Gaius Julius Caesar Augustus Germanicu, yani bilinen adıyla Caligula.
Gaius Julius Caesar Augustus Germanicu, yani bilinen adıyla Caligula.
Claudian Hanedanı mensubu ve Roma İmparatorluğunun üçüncü imparatoru. 37 ve 41 yılları arasında yalnızca 4 sene hüküm sürmüş ancak bu kısa hükümdarlığı boyunca çok fazla zulüm, vahşet, sapkınlık ve deliliği minnacık 4 yıla sığdırmayı başarmış kutlarım…
Savurganlığı, deliliği, sapkınlığı, ahlaksızlığı, acımasızlığı ve işkenceleriyle tanıyor herkes onu. Tabii altında elbette belli nedenler yatıyor. Caligula kendisini çirkin bulurmuş ve fiziksel görünüşünden nefret edermiş. Henüz çocukken babası tarafından minyatür bir Roma askeri gibi giydirilip savaşlara götürüldüğü için birlikteki askerler ona “Küçük Botlar” anlamına gelen Caligula lakabını takmışlar. Uzun boylu, ince kollu, saçları dökük, vücudu da aşırı kıllıymış. Taç takma töreninde Roma vatandaşları kendisiyle dalga geçmiş ve bir keçiye benzediğini söylemişler durum böyle olunca adam zaten görünüşünden rahatsız ılık ılık sıyırmaya başlamış.

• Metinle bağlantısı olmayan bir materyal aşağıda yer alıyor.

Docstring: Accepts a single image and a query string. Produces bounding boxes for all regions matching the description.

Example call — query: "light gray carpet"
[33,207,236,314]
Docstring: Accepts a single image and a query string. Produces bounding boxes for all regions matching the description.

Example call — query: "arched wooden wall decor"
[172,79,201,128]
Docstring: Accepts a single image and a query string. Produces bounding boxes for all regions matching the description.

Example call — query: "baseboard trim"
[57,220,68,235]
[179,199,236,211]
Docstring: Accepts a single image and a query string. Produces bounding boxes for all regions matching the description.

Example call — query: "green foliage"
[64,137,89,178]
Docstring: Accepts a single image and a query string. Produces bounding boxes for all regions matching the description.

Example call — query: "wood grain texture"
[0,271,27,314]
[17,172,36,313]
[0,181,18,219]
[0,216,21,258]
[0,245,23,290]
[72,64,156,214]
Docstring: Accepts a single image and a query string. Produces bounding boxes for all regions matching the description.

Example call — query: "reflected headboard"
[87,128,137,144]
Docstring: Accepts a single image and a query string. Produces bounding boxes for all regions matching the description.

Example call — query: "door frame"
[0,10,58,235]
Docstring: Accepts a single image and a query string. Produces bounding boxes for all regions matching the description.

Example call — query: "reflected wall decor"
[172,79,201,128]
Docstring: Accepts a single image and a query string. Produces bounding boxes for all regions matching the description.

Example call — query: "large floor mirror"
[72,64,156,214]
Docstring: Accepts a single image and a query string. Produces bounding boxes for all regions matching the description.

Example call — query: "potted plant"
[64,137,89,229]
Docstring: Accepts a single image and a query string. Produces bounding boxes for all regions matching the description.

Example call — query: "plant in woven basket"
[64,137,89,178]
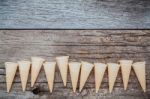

Ve tahta çıkar çıkmaz geçmişten gelen paranoyak kişilik özelleri açığa çıkmaya başlayınca tüm Roma halkından şüphelenmeye başlamış. Tahta çıktıktan birkaç ay sonra ciddi şekilde rahatsızlanınca birilerinin onu zehirlendiğini düşünüp sevdiği insanlar dahil tüm şüphe ettiklerini öldürtmüş. Hastalık sonrasından da iyice keçileri kaçırmış, insanlar Caligula’nın delirdiğini düşünmeye başlamışlar. Çünkü başlarda Roma halkı onun İmparator olmasından mutluymuş. O sıralar bol keseden atan cömertliğiyle, adaletsiz vergilerin kaldırılmasıyla ve kanunsuz davrananların hapse atılmasıyla başta ordu olmak üzere herkesin sevgisini kazanmış. Sonra işin rengi değişince nefret edilen biri olarak görülmüş.
Korkunç paranoyası, duygusal gelgitleriyle ortaya sınırsız bir canavar çıkmış.
Korkunç paranoyası, duygusal gelgitleriyle ortaya sınırsız bir canavar çıkmış.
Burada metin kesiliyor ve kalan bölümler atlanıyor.